Smith has had what appears to be, based on her authorship of nearly 100 scientific publications, a long and distinguished career. She has now discovered that papers with titles such as her “Trace-Metal Sources and Their Release from Mine Wastes: Examples from Humidity Cell Tests of Hard-Rock Mine Waste and from Warrior Basin Coal” garner far less media attention than do press releases headlined “Sewage—Yes, Poop—Could Be a Source of Valuable Metals and Critical Elements.” (Smith's conference presentation was called “Metal Occurrence in and Potential Recovery from Municipal Biosolids,” which we journalist types would probably have ignored, too, to be honest.)

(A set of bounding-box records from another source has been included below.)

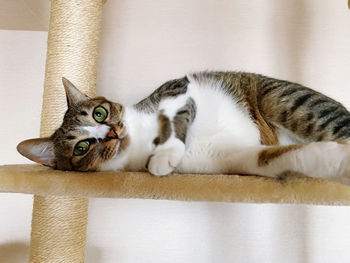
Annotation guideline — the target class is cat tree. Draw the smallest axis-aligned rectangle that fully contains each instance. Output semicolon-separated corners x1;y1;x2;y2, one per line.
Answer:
0;0;350;262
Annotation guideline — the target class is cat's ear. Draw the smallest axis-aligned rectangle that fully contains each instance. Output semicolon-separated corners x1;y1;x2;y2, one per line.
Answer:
62;77;90;107
17;138;56;167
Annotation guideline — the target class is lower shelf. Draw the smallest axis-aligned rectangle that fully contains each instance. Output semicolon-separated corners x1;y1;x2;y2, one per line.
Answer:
0;165;350;205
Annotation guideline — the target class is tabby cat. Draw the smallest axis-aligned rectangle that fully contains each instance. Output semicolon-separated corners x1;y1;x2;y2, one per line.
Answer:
17;72;350;184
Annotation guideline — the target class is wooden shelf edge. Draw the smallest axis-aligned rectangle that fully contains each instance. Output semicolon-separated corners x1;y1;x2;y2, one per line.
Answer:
0;165;350;205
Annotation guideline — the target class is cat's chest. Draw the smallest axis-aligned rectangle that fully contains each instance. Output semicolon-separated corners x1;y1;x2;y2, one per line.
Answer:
178;85;260;172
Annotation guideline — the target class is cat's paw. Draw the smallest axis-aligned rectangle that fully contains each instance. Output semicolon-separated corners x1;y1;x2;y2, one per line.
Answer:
147;138;185;176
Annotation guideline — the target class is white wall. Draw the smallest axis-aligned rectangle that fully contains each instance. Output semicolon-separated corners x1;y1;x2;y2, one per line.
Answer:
0;0;350;263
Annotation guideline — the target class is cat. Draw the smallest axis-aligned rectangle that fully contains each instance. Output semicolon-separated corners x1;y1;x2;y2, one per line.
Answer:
17;72;350;185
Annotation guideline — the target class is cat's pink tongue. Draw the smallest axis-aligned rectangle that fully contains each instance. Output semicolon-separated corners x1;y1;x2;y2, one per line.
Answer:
107;129;118;139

Before we talk about getting the gold out, let's consider how it got in. Most of us are not dining on gold-leaf-covered ice cream, like the kind in the $1,000 sundaes at the New York City restaurant Serendipity 3 (the wealthy customer being the serene dip). Nor are most of us spending more than $400 on a pill filled with shards of gold leaf, the sole purpose of which is to eventually make one's bowel movement, no joke, glitter. A commenter to the online news article discussing this pill helpfully wrote, “You don't need to pay that much. My kid has glittery poos every time he does arts and crafts … just eat regular glitter, it works just fine.”
Geophagy—snacking on small amounts of dirt—is a common practice in some regions. But a 2014 paper in the journal BMC Pregnancy and Childbirth did not find any gold in soil preferred by pregnant women in Tanzania, where eating earth is believed to alleviate morning sickness—even though the study was done in a gold-mining community. (The samples sadly did contain mercury and other toxic metals used in gold mining.) And whereas a dental patient's gold filling may on occasion pop out of a molar and wind up circling the former chewer's drain, that scenario is rarer than hen's teeth.

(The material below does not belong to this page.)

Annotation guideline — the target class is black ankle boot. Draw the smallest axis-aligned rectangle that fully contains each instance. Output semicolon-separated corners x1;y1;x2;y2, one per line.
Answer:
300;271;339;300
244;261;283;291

Seems that the gold winds up in the solid waste well after said waste is originally produced. “There are metals everywhere,” Smith explains in the aforementioned press release, “in your hair care products, detergents, even nanoparticles that are put in socks to prevent bad odors.” When you wash your clothes or yourself, incredibly tiny amounts of these metals, including precious or useful ones such as gold, palladium, vanadium, platinum and silver, get sent to the sewer. And the processing procedures at treatment plants, designed to recover usable water, meld metal with manure—about seven million tons annually.
With that much material, even minimal ingredients can add up to a small fortune. A 2015 study in the journal Environmental Science & Technology estimated that a community of a million people could make a pile of sludge every year with an extracted mineral value of $13 million. When Smith and her colleagues examined treated solid waste, they found gold “at the level of a minimal mineral deposit.” Which means that soon it just may be worth trying to separate the wheat from the chaff. Although anything that started as actual wheat will in this analogy become chaff. Eh, it'll all pan out in the end.